None of the above are very effective without air spaces on both sides of the radiant barrier with the RB an inch or more away from the surface on the other side of the air space. A single layer of RB comes nowhere near code minimum performance for living space anywhere in the US. I'm not sure what the performance requirements are in Oz.
If it's on the exterior of the assembly with fiber insulation below it can add something to cooling season performance, but the wintertime vapor retardency may become an issue. Bubble pack is a true vapor barrier, as are most foil products. But perforated foils and perforated aluminized fabric manufactured with a grid of tiny pin-prick perforations have sufficient drying capacity for most applications.
Where are you located (for specific local climate data), and how thick is the fiberglass going to be?
Aussie,
You don't want foil-faced bubble wrap. You want real insulation -- insulation with an R-value. One option to consider is to include a layer of rigid foam in your assembly. If you go that route, you can choose to purchase foil-faced rigid foam -- either foil-faced EPS or foil-faced polyiso -- for the slight boost in R-value associated with the radiant barrier facing. Remember, though, than any radiant barrier is worthless unless it faces an air space.
Here are links to two relevant articles:
Stay Away from Foil-Faced Bubble Wrap
Radiant Barriers: A Solution in Search of a Problem
Hey Dana, Thanks for your reply..For some reason the posting system here doesn't seem to allow me to respond directly to your answer with a reply so i'm popping this up as though it an answer to my question rather than a reply to your response!!...Anyhoo....I live in NSW approximately 20ks inland from Byron Bay on the east coast of Australia just below Brisbane. The fibre glass is 70mm thick (High density 24kg/m3). There would be an air space of 35mm above the foil (or bubble foil!). i.e between it and the tin. The Fibreglass would be above the plasterboard ceiling and approx 20mm below the underside of the foil. So the system would be: Ceiling, 70mm fibregalass, 20mm gap, Foil, 35mm gap, tin Roof. I'm not clear on what you mean when you say "the wintertime vapor retardency may become an issue in this context." I'm guessing but can you please clarify. Thanks for your help. Much appreciated.
Hi Martin...Thank you very much...Will check out the links.
The year round temperature of Byron Bay is VERY temperate, averaging only about 10F cooler year round than absolute paradise (aka Honolulu):
https://weatherspark.com/y/144666/Average-Weather-in-Byron-Bay-Australia-Year-Round
https://weatherspark.com/y/139/Average-Weather-in-Honolulu-Hawaii-United-States-Year-Round
That's pretty much a US zone 1 type climate, where R30 (~200mm of mid-density fiberglass) would be required to meet building codes for heated & air conditioned houses. At 70mm mid density fiberglass would be about R12, quite a bit shy of that specification, and the radiant barrier WOULD make a substantial difference in the peak cooling loads.
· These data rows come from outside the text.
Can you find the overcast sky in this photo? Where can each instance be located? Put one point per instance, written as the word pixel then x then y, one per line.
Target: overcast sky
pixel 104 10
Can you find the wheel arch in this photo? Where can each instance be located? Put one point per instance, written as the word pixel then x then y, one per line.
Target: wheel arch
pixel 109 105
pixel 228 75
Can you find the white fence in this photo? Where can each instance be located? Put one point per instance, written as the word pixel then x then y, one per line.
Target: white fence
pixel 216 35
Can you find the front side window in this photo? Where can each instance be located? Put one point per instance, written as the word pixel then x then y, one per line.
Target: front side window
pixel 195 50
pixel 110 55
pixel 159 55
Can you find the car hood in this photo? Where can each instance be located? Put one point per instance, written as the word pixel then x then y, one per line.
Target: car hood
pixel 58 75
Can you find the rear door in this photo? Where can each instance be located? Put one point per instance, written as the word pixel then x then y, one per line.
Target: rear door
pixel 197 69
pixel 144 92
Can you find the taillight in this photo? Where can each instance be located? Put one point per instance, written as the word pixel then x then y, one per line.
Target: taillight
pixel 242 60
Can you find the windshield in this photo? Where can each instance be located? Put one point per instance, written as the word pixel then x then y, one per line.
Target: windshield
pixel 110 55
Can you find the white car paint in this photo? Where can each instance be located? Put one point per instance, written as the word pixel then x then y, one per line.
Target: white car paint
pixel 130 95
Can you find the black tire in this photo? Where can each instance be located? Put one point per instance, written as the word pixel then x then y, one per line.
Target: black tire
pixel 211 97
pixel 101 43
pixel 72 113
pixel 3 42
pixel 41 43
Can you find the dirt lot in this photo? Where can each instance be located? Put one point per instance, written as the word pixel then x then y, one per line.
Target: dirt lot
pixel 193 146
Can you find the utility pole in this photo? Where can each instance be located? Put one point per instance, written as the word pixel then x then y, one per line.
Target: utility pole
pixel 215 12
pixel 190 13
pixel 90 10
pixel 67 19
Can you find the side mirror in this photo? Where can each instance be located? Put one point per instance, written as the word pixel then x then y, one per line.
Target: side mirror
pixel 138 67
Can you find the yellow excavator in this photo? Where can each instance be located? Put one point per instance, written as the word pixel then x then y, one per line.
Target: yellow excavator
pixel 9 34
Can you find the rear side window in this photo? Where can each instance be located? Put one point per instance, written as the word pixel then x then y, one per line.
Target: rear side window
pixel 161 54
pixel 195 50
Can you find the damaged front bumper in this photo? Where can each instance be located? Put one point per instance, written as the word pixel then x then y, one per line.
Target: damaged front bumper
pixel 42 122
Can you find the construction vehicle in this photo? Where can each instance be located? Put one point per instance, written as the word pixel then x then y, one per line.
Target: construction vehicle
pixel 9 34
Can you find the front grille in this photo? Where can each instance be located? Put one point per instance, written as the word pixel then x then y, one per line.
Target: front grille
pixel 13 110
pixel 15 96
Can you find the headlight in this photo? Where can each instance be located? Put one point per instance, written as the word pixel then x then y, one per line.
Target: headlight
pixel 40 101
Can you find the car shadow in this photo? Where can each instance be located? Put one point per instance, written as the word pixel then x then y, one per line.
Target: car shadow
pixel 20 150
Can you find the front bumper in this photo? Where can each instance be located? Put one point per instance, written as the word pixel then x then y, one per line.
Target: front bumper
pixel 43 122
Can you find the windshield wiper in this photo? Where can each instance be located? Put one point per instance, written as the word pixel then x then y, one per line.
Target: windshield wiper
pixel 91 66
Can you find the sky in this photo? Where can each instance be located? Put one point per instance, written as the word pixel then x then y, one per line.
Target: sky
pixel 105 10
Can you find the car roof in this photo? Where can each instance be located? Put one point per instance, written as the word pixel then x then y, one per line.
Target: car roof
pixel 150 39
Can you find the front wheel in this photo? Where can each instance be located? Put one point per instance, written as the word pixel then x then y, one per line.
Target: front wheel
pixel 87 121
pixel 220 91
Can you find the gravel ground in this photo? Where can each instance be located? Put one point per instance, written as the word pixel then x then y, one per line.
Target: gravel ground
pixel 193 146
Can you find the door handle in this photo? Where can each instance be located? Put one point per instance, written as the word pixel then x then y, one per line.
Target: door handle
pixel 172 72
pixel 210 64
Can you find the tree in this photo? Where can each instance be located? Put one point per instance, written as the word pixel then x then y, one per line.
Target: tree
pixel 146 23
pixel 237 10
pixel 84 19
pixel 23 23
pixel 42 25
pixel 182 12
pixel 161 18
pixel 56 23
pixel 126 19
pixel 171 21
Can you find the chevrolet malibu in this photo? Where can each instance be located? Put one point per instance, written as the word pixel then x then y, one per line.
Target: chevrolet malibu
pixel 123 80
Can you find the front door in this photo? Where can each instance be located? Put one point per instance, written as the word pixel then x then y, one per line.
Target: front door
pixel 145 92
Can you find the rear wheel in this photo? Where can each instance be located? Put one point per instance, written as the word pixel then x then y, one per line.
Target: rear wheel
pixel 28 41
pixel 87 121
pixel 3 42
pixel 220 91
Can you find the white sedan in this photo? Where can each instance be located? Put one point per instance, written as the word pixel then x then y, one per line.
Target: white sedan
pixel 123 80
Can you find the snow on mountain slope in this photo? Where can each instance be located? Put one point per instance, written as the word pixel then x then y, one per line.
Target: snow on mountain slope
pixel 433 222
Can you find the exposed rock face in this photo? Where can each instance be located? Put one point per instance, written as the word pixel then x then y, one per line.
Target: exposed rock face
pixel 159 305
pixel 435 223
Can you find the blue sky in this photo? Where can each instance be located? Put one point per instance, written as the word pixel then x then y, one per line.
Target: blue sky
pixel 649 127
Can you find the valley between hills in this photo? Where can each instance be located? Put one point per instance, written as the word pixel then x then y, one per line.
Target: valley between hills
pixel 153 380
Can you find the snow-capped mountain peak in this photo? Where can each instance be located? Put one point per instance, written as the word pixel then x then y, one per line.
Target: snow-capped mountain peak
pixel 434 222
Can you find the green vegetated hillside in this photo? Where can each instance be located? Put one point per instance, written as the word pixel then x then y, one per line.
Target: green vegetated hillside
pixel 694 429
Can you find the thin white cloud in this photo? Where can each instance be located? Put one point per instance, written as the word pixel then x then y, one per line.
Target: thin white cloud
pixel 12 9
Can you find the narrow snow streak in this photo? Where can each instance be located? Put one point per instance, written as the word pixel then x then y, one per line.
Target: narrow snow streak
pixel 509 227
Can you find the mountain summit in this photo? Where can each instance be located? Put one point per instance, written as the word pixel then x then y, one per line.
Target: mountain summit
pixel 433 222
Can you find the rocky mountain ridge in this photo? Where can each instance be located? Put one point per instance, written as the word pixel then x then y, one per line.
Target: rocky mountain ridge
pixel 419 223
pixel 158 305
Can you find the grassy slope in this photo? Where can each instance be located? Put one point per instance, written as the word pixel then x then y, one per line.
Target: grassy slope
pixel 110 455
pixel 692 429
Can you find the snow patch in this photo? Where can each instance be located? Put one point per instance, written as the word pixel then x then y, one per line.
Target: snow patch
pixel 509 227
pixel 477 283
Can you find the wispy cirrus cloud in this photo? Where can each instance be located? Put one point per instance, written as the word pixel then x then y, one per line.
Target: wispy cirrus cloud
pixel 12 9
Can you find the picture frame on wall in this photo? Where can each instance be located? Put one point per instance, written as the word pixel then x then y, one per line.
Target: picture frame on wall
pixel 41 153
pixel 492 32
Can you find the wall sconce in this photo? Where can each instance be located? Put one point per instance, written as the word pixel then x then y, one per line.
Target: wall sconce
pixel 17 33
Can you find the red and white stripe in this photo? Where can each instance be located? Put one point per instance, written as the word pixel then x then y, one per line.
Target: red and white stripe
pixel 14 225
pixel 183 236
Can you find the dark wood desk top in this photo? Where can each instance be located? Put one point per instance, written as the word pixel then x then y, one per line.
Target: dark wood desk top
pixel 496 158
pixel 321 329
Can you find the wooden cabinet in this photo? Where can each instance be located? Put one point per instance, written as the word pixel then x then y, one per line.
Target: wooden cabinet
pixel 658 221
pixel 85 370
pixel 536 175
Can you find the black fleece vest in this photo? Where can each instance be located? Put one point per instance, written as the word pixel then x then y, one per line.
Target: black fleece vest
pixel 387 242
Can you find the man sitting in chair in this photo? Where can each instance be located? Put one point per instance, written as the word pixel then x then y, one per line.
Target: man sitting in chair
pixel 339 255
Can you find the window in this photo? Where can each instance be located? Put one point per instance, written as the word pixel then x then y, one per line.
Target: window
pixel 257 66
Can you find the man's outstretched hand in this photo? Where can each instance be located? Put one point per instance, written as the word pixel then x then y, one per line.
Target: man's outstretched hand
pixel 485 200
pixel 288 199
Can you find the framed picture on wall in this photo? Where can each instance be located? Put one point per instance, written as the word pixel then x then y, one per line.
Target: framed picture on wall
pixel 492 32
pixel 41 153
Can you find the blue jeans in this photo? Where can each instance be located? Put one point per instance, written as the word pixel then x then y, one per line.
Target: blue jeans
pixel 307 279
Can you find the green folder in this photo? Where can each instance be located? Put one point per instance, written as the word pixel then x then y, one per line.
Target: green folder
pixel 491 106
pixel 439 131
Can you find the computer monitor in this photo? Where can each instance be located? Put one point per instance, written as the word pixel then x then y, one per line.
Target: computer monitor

The thermal improvement of using bubblepack vs.of foil or aluminized fabric radiant barrier would be less than 10% of the peak head transfer, and an even smaller fraction of the average in that stackup.
From a vapor diffusion point of view the vapor permenace of the radiant barrier doesn't much matter in your climate, as long as the interior side finish ceiling isn't too vapor retardent. Standard latex ceiling paints on gypsum board would be fine.
If there is space for more even fiberglass, use it!
If you are going to shade that roof with north or west facing solar PV panels, (recommended, as Australian style electricity rates, even if you have to buy a smarter inverter and some controls for self-consumption, never exporting to the grid) you might just skip the radiant barrier altogether. Power grid politics and regulations are evolving very quickly in Australia, making self-consumption or even outright grid defection more economically rational there than in most of the developed world.
http://reneweconomy.com.au/
https://onestepoffthegrid.com.au/
Hi Dana, Have integrated your advice into the job and went with thicker batts to improve insulation. Thanks a million!!